When a sensitive event occurs (e.g., password change):
token_version += 1
All previously issued tokens become invalid because their version no longer matches the user record.
This prevents token reuse after credential compromise.
Token Blacklisting
Refresh tokens are stored in Redis when revoked.
Flow:
Logout → token added to Redis blacklist Future refresh attempt → token rejected
This ensures refresh tokens cannot be reused.
- Session Management Model
Unlike traditional JWT systems, sessions are persisted.
Each login creates:
UserSession
user_id device ip_address created_at refresh_token is_active
This allows:
Device-specific logout
Session auditing
Security visibility
- Resilience & Failure Handling
Production systems must assume failure.
Several defensive mechanisms were implemented.
Soft Deletes
Instead of removing records:
deleted_at timestamp
This prevents accidental data loss and allows recovery.
API Timeouts
Axios interceptors enforce request timeouts to prevent UI lockups.
Centralized Error Handling
React error boundaries catch runtime UI failures.
ErrorBoundary
Prevents entire application crashes.
- CI/CD Pipeline
GitHub Actions enforce automated checks before deployment.
Pipeline stages:
Lint Tests Build Docker Image Deployment
This ensures broken code cannot be merged into the main branch.
- Observability Strategy
Observability was designed around three pillars.
Logging
Structured logs capture:
timestamp request_id endpoint user status latency Health Endpoints
Infrastructure monitoring uses:
/health/ /health/db/ /health/cache/
These endpoints allow load balancers and monitoring tools to verify system health.
Failure Visibility
Centralized error mapping ensures the frontend receives meaningful error states instead of silent failures.
- Security Considerations
Several security protections were implemented.
Rate Limiting
Authentication endpoints enforce request throttling.
POST /auth/token/
This reduces brute-force login attempts.
Environment Validation
Startup checks verify required environment variables.
If critical variables are missing:
Application refuses to start
Fail-fast prevents silent configuration bugs.
Secrets Management
Sensitive values such as:
SECRET_KEY DATABASE_URL JWT_SECRET
are stored in environment variables rather than source code.
- Project Structure
The repository is organized to enforce separation of concerns.

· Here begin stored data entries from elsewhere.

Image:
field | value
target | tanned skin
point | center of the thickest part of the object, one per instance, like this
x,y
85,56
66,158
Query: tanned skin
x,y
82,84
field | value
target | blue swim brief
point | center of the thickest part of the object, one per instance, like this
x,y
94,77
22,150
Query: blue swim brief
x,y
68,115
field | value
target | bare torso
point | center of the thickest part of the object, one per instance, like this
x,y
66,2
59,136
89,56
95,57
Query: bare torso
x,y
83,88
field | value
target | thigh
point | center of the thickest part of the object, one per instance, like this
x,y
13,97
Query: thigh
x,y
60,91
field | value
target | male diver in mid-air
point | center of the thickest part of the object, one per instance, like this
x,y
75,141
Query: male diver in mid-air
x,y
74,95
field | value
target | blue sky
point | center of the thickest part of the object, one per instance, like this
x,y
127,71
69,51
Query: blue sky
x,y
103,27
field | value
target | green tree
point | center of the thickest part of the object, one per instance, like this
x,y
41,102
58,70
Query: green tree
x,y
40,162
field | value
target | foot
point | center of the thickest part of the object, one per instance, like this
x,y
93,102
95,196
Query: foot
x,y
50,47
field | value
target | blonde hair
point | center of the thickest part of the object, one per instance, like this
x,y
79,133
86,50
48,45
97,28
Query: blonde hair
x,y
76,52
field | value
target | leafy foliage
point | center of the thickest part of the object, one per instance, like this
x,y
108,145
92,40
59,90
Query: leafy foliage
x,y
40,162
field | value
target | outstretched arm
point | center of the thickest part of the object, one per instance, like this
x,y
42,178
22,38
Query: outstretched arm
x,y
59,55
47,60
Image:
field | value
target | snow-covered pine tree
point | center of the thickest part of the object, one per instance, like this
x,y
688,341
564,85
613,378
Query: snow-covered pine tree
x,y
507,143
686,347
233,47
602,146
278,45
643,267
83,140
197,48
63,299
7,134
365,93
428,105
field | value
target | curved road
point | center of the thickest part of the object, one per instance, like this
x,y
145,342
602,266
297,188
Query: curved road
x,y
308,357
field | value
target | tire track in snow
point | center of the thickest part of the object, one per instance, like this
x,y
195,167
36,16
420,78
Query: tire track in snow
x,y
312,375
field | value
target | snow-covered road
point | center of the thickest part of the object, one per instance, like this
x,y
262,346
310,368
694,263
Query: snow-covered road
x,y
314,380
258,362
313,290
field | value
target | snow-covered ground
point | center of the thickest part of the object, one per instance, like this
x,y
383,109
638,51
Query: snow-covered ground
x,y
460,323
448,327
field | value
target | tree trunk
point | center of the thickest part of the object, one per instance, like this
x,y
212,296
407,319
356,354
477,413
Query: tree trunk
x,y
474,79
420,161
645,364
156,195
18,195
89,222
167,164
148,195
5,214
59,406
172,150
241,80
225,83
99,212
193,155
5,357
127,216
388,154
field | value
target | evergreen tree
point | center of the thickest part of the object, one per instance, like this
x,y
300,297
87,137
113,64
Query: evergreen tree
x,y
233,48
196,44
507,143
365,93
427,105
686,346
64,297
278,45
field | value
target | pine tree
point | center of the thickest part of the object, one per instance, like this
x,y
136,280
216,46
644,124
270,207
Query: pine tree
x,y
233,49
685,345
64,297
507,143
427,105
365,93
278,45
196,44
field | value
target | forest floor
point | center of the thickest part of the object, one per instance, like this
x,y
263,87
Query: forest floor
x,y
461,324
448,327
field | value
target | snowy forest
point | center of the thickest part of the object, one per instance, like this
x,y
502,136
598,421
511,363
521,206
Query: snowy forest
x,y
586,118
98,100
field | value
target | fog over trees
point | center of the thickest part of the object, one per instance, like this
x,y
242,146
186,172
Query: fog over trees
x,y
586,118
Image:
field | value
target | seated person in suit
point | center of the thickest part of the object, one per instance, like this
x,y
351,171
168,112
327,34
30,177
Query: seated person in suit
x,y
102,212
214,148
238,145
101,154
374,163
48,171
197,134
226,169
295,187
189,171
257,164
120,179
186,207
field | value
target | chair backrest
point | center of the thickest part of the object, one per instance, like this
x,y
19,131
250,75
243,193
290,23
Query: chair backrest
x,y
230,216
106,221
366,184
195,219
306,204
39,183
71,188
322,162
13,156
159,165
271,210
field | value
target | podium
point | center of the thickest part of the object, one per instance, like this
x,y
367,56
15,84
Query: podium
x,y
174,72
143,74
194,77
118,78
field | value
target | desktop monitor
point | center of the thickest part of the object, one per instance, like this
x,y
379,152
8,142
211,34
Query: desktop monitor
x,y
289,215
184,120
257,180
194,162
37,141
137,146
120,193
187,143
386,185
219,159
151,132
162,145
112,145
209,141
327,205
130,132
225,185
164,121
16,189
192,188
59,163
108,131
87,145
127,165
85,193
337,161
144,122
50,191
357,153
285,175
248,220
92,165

backend/ accounts/ blog/ config/
frontend/ components/ pages/ context/
infrastructure/ docker-compose.yml
This structure allows the system to evolve without tightly coupling frontend and backend logic.

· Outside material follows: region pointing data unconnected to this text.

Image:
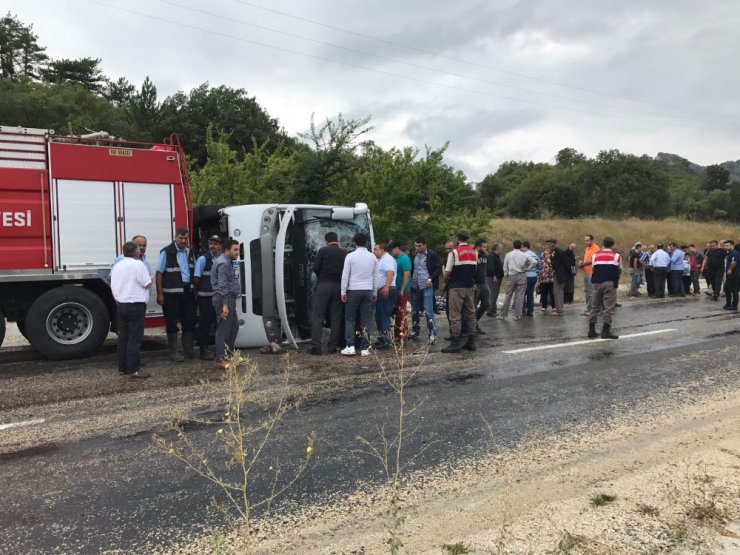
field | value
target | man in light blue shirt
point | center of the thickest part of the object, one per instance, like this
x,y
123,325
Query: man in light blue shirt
x,y
531,279
660,262
140,240
677,259
359,284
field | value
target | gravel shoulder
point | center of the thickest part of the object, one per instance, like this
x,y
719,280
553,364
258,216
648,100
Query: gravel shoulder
x,y
675,476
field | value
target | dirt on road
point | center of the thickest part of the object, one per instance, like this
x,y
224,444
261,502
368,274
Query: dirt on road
x,y
663,479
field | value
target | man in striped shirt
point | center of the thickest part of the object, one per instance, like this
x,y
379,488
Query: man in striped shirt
x,y
461,265
606,266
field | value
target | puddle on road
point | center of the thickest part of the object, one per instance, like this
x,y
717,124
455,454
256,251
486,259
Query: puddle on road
x,y
35,451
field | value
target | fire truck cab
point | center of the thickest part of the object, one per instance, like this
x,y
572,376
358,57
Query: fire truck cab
x,y
67,205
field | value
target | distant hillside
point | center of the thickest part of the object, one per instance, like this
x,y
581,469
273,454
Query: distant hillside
x,y
676,160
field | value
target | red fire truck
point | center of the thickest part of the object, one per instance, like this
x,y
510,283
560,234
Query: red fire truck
x,y
67,205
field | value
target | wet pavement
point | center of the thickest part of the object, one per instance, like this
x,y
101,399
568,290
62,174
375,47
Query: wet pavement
x,y
106,493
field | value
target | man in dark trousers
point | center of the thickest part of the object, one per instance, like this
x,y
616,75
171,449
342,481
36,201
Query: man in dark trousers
x,y
130,283
175,269
482,293
460,271
226,289
327,296
204,291
714,266
561,268
607,266
494,275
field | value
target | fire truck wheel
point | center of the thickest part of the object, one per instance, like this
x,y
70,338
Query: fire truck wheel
x,y
67,322
2,329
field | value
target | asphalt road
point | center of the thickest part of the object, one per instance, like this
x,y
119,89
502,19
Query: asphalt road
x,y
119,493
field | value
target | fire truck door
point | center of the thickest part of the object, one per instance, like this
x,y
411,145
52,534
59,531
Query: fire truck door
x,y
147,211
86,228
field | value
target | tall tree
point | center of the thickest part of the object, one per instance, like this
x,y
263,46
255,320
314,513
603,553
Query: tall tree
x,y
84,71
229,110
20,52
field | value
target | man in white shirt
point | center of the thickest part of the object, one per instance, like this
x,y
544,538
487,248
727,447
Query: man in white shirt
x,y
130,282
359,284
387,294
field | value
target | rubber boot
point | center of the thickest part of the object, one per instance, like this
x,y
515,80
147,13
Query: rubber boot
x,y
606,332
454,346
187,344
470,345
205,354
172,344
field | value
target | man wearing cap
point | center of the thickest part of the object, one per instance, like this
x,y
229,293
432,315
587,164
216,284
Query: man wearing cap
x,y
606,266
204,292
460,269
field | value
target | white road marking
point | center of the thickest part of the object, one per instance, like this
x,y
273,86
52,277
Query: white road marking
x,y
586,341
20,424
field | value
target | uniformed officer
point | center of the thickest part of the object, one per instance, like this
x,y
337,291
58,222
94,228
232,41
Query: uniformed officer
x,y
204,294
175,269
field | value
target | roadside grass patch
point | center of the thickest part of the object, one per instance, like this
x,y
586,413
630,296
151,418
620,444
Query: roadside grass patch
x,y
458,548
601,499
647,510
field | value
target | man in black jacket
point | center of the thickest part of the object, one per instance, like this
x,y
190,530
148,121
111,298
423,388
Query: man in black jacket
x,y
328,266
561,271
494,275
426,268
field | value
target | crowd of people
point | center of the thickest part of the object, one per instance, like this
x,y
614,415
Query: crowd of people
x,y
469,281
385,278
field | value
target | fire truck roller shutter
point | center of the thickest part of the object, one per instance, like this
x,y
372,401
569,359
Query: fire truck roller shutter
x,y
67,322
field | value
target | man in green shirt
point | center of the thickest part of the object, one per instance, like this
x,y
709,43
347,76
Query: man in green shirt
x,y
403,286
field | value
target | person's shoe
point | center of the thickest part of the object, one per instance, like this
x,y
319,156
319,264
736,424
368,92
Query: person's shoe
x,y
187,344
606,332
470,345
453,347
175,355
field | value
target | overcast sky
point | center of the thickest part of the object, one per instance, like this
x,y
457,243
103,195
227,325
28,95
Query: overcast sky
x,y
499,80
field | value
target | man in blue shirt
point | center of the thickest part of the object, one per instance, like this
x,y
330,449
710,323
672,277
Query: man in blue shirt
x,y
732,275
677,258
174,269
660,262
204,292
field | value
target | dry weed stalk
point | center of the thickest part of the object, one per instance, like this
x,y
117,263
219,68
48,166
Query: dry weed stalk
x,y
243,438
396,371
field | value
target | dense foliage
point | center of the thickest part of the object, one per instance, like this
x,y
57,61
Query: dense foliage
x,y
239,154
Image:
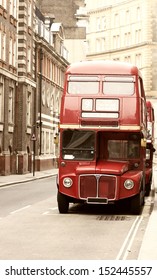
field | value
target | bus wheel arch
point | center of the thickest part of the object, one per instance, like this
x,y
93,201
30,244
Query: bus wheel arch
x,y
137,201
63,203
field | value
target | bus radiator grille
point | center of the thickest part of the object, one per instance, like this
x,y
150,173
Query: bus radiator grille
x,y
97,186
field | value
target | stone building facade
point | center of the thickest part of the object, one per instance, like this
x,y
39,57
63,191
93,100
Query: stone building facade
x,y
8,84
126,31
33,60
72,14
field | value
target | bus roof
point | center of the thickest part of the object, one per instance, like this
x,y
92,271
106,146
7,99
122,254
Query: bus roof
x,y
106,67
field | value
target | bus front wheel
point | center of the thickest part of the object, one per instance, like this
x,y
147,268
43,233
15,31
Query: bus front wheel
x,y
136,204
63,203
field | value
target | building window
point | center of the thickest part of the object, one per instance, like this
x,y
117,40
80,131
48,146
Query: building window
x,y
127,59
13,8
3,48
98,24
29,108
29,60
29,13
103,23
138,60
10,106
138,13
116,41
127,17
1,102
127,38
116,20
3,3
97,45
138,36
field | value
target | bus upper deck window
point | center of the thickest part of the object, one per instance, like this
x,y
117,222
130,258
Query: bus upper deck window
x,y
121,86
83,85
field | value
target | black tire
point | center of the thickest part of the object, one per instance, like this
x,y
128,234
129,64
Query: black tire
x,y
63,203
136,204
148,187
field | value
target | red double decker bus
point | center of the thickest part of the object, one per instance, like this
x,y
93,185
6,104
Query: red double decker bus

- Performance Considerations
Several performance improvements were implemented.
Lazy Loading
React routes are dynamically loaded.
React.lazy()
This reduces initial bundle size.
Axios Interceptors
Token attachment and refresh logic are centralized to avoid duplicated network logic across components.
Docker Layer Caching
Build layers were optimized to reduce CI build times.
- Key Engineering Lessons
Building the system revealed several practical lessons.
- Authentication is Hard
Token invalidation and multi-device logout introduce complexity rarely covered in tutorials.
- Observability is Critical
Without request tracing, debugging distributed failures becomes extremely difficult.

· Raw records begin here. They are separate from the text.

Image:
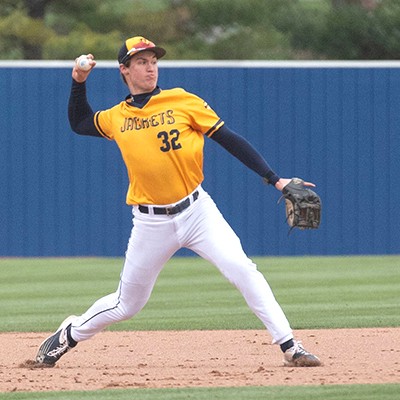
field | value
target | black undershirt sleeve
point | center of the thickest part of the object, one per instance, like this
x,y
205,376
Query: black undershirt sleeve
x,y
239,147
80,114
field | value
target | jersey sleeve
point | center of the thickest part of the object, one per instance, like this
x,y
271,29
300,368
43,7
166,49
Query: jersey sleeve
x,y
203,118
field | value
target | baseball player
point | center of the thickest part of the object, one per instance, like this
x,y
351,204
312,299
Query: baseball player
x,y
161,134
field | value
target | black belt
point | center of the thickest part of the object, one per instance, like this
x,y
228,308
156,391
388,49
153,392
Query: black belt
x,y
177,208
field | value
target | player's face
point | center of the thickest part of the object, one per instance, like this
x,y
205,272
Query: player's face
x,y
142,74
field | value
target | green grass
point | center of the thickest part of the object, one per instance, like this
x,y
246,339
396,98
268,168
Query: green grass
x,y
337,392
315,292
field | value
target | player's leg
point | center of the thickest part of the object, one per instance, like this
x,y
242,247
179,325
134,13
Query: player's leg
x,y
215,241
151,244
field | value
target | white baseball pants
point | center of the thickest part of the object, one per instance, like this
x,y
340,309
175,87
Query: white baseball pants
x,y
154,239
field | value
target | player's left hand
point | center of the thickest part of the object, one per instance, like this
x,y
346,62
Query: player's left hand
x,y
284,181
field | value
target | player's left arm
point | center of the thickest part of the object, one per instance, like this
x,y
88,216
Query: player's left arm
x,y
244,151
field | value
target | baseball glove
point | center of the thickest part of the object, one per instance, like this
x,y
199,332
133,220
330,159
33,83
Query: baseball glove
x,y
303,206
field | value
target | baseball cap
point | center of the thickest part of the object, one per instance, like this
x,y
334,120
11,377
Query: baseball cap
x,y
136,44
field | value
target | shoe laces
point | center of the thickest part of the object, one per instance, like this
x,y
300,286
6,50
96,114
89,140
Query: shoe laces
x,y
63,346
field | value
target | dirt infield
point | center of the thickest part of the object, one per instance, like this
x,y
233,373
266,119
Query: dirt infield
x,y
201,358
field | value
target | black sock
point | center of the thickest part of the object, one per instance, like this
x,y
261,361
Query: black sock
x,y
71,342
287,345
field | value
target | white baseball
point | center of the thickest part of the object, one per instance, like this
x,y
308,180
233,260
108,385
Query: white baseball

- Environment Consistency Matters
Containerization removed entire classes of deployment bugs.
- API Stability Must Be Planned Early
Versioning and response envelopes prevent frontend breakage during backend evolution.
- Future Engineering Work
Future work will focus on deeper infrastructure complexity.
Planned Enhancements
Advanced Caching
Redis read-through caching Cache invalidation strategies
Background Jobs
Introduce Celery workers for:
email sending analytics aggregation image processing
Observability Stack
Prometheus metrics Grafana dashboards Distributed tracing 15. Conclusion
This project intentionally avoids feature complexity and instead focuses on system behavior under real operational constraints.
The blog domain acts as a stable testing ground to explore engineering problems such as:
authentication lifecycle
infrastructure reliability
API evolution
deployment reproducibility
system observability
The result is a full-stack system designed not as a tutorial project, but as a system design sandbox for production-grade engineering practices.